On comprend l’étonnement de Francis lorsqu’il se rend compte que cette femme mariée est… vierge. Béatrice explique que son mari ne l’honore pas parce qu’il est homosexuel.

Et voici Francis, aidé de son ami Jimmy, lancé dans une aventure où les coups bas ne manquent pas. Il va côtoyer des endroits peu recommandables et mettre sa vie en jeu pour l’amour de Béatrice.

Que l’histoire soit datée, ce n’est pas cela qui m’a gêné, mais certaines digressions ou propos. Ainsi les Arabes sont appelés Biques ou Bicots, selon la terminologie en vigueur à l’époque, 1954, un relent de racisme évident accentué par les prémices de la guerre d’Algérie.

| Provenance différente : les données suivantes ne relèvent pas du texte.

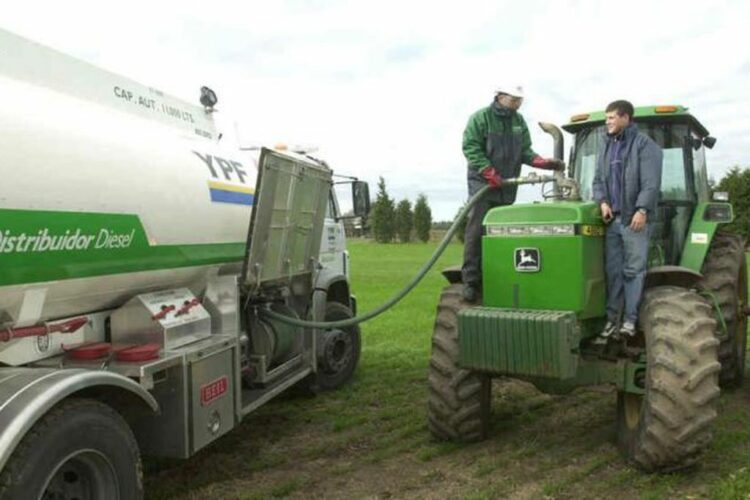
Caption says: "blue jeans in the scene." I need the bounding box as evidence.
[605,217,650,324]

Autre phénomène qui perdure, malgré les avancées sociologiques, c’est la façon de se moquer, de dénigrer, de vilipender, ceux qui s’adonnent à l’homosexualité. Si aujourd’hui on les traite de Gays, hier c‘était pédés, pédales et autres gentillesses que de nos joues on ne déclame qu’entre homophobes obtus.

Il ne s’agit pas d’une véritable diatribe, mais d’une accumulation de mépris. Ce qui était considéré comme normal à cette époque où l’homme devait se montrer viril, voire macho, n’est plus acceptable, et accepté, de nos jours.

Pourtant, il existe dans ce fatras, quelques lueurs d’humour.

Pourquoi mets-tu un soutien-gorge ?

Pour le plaisir de l’enlever.

 

Ah… On ne saura jamais quel mal peut faire la presse…

 

Un clin d’œil puisque François des Aulnoyes, 1906-1974, se nommait en réalité François Mazeline et était journaliste et critique cinématographique. Il possède à son actif quelques romans policiers et d’espionnage et a également écrit sous le pseudonyme de Jacques Préjean.

François des AULNOYES : Interdit aux moins de 16 ans. Collection Spécial Police N°49. Editions Fleuve Noir. Parution 1er trimestre 1954. 224 pages.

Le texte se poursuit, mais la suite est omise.